In his paper Prediction and Entropy of Printed English Shannon defines the entropy $H$ of a language as
$$H = \lim_{N \to \infty} F_N$$
where $$F_N = \sum_{i, j} p(b_i, j) \log p(j | b_i)$$
where $b_i$ is a sequence and $j$ is a word.
The interpretation is: $F_N$ computes the surprise of the average continuation $j$ of a sequence $b_i$ (of length $N-1$) weighted by the probability of such a sequence $(b_i, j)$ occurring in the first place.

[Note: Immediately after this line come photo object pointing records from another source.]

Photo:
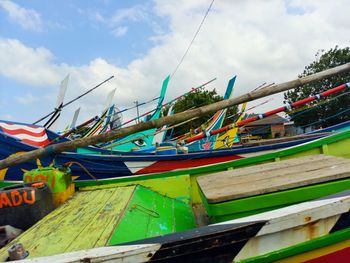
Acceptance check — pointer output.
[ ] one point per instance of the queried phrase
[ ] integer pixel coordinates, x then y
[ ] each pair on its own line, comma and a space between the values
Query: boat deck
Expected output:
272, 177
103, 217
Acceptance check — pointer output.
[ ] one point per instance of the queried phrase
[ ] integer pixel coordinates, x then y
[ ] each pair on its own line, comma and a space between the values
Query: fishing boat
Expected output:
215, 122
134, 141
164, 220
16, 138
106, 165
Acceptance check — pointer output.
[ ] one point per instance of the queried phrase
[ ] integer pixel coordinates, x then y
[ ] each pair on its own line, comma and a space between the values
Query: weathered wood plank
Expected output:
98, 231
82, 222
273, 177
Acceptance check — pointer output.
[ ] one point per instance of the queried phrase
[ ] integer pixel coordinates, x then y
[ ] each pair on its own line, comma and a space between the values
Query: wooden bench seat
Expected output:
272, 177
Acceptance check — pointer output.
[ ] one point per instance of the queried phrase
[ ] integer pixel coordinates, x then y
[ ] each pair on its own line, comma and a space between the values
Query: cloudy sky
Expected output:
141, 42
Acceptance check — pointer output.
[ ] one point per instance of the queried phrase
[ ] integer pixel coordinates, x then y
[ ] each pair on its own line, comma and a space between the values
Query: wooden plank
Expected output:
270, 172
272, 177
81, 223
151, 214
98, 231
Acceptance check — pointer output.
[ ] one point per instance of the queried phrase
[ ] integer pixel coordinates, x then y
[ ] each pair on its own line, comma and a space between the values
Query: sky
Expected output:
142, 42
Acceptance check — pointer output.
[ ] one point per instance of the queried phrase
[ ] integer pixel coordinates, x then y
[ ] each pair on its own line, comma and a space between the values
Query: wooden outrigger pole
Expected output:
171, 120
287, 107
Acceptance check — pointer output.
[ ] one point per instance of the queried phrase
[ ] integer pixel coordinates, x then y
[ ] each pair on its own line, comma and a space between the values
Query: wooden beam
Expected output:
171, 120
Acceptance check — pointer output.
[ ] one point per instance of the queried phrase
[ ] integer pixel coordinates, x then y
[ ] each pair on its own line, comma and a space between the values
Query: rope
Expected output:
194, 37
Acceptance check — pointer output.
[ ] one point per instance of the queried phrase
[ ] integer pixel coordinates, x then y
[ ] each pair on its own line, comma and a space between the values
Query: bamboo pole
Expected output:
171, 120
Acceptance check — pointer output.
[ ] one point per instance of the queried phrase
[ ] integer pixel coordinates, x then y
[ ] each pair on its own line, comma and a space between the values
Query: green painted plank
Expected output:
338, 145
150, 214
64, 229
97, 231
252, 205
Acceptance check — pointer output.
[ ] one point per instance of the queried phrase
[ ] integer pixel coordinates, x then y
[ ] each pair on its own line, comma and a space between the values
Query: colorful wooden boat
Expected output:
315, 231
216, 122
133, 141
158, 220
106, 164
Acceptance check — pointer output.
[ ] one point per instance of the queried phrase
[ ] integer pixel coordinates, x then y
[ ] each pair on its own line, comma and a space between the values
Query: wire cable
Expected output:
194, 37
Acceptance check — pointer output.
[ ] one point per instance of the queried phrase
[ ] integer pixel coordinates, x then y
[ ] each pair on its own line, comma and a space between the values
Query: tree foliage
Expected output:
330, 110
195, 100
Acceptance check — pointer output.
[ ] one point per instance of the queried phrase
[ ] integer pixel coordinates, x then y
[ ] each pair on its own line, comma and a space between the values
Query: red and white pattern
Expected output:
29, 134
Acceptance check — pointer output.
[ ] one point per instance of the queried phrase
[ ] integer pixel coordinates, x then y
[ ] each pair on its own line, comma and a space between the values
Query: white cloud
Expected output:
27, 99
26, 18
136, 13
120, 31
33, 66
260, 41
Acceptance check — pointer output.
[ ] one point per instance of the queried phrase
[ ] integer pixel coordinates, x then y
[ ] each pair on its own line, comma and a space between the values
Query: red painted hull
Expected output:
164, 166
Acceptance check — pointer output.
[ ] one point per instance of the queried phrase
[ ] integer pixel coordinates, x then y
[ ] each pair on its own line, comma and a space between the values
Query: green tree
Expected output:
331, 110
195, 100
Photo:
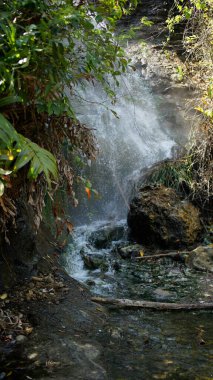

Shannon further states that
$$F_N = \sum_{i, j} p(b_i, j) \log p(j | b_i) = \sum_{i, j} p(b_i, j) \log p(b_i, j) + \sum_i p(b_i) \log p(b_i)$$
We arrive at that equivalence as follows:
\begin{align} \sum_{i, j} p(b_i, j) \log p(j | b_i) & = - \sum_{i, j} p(b_i, j) \log \frac{p(b_i, j)}{p(b_i)}\\ & = - \sum_{i, j} p(b_i, j) ( \log p(b_i, j) - \log p(b_i) ) \\ & = - \sum_{i, j} p(b_i, j) \log p(b_i, j) - p(b_i, j) \log p(b_i) \\ & = - \left(\sum_{i, j} p(b_i, j) \log p(b_i, j) - \sum_{i, j} p(b_i, j) \log p(b_i)\right) \\ & \text{marginal distribution in second sum}\\ & = - \sum_{i, j} p(b_i, j) \log p(b_i, j) + \sum_{i} p(b_i) \log p(b_i) \\ \end{align}
My question was about the interpretation of the formula. I answered it myself while writing the question:
But since references to this paper are sparse, and I only found a very badly scanned version that is hard to read, maybe this helps somebody.